Signs, Symptoms, Prevention, and Treatment
Influenza, more commonly known as the flu, is a contagious respiratory illness caused by flu viruses that infect the nose, throat, and lungs. It can cause mild to severe illness, and at times, can be fatal. The flu is very unpredictable, and its severity can vary widely from season to season and person to person.
It is believed that most cases of the flu virus are contracted through the spreading of droplets made when people with the flu cough, sneeze, or talk. Encountering the flu virus by touching a surface or object that the flu virus lives on is also a possibility. An individual can spread the flu virus before he/she feels any symptoms themselves, as well as when they are sick. An adult that comes down with the flu can infect others beginning 1 day before he/she develops symptoms and up to 7 days after becoming sick. Children and those with a weakened immune system may have a longer time frame of when they are contagious.
People who are at a higher risk of flu complications include:
• Children under the age of five; especially those under two years of age
• Adults older than 65
• Pregnant women
• People with weakened immune systems, chronic illness or diabetes
• Residents of nursing homes or long-term facilities
Signs and Symptoms
Individuals who contract the flu experience a wide range of signs and symptoms which can include the following:
• Sore throat
• Runny or stuffy nose
• Muscle and/or body aches
*Please note that not everyone who contracts the flu will have a fever.
Prevention and Treatment
One of the best ways to prevent getting the flu is to get vaccinated each year before flu season. Flu season can start as early as October and will reach its peak sometime in January or later. The flu vaccine can take about two weeks to become effective, so getting your vaccine before the spread of influenza begins is best.
The vaccine is not 100% effective, so it is important to take additional measures to reduce the spread of the virus:
Wash Thorough and frequent hand-washing can help prevent the transfer of infection. Always wash your hands before eating. Hand sanitizer is a good alternative if soap and water is unavailable.
Contain Be sure to cover your mouth when you cough and/or sneeze. Always use a tissue or your inner elbow.
Avoid Avoiding a crowd during peak flu season can help reduce the risk of getting the flu. The virus spreads very easily in schools, office buildings, and on public transportation. Avoid touching your eyes, nose, and mouth. Do not share your food, drink, or utensils with others. If you are feeling sick, do your best to stay home.
For most people, influenza clears up on its own.
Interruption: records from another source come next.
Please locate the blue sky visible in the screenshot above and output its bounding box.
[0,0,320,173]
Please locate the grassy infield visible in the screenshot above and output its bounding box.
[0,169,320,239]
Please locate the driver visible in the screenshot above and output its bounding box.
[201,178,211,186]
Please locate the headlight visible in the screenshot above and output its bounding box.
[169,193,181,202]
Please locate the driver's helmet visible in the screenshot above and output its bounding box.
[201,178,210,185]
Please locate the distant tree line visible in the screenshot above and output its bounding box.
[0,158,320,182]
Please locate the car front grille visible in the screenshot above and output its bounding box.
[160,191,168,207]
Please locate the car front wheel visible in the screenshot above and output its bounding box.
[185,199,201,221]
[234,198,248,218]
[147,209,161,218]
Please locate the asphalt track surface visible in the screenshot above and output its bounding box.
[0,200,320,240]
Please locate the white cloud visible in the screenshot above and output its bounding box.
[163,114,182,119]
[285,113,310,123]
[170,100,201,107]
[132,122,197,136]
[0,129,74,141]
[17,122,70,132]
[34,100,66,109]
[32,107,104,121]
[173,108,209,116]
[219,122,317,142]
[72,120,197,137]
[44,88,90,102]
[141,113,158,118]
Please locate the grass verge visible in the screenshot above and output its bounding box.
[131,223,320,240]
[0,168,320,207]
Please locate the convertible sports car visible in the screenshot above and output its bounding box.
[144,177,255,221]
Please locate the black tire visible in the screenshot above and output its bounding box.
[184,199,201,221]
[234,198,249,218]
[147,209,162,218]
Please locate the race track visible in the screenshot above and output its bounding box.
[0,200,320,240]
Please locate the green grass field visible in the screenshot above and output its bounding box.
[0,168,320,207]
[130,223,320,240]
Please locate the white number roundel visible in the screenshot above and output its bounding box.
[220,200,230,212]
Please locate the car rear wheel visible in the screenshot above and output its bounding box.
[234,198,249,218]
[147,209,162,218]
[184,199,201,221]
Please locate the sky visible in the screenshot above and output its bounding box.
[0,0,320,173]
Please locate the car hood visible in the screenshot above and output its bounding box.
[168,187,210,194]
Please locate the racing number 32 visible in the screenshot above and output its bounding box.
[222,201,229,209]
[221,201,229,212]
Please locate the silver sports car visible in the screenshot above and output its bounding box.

Ways to ease your symptoms include:
• Using a decongestant for nasal or sinus congestion.
• Using an antihistamine to help with sneezing, itching, and nasal discharge.
• Using cough medicine. Ask your pharmacist which combination, if any, would be appropriate for your cough.
• Using an over-the-counter pain reliever for fever and body aches. (Remember: children should avoid aspirin.)
• Drinking lots of fluids and using salt water gargles as well as over-the-counter medicated lozenges to soothe a sore throat.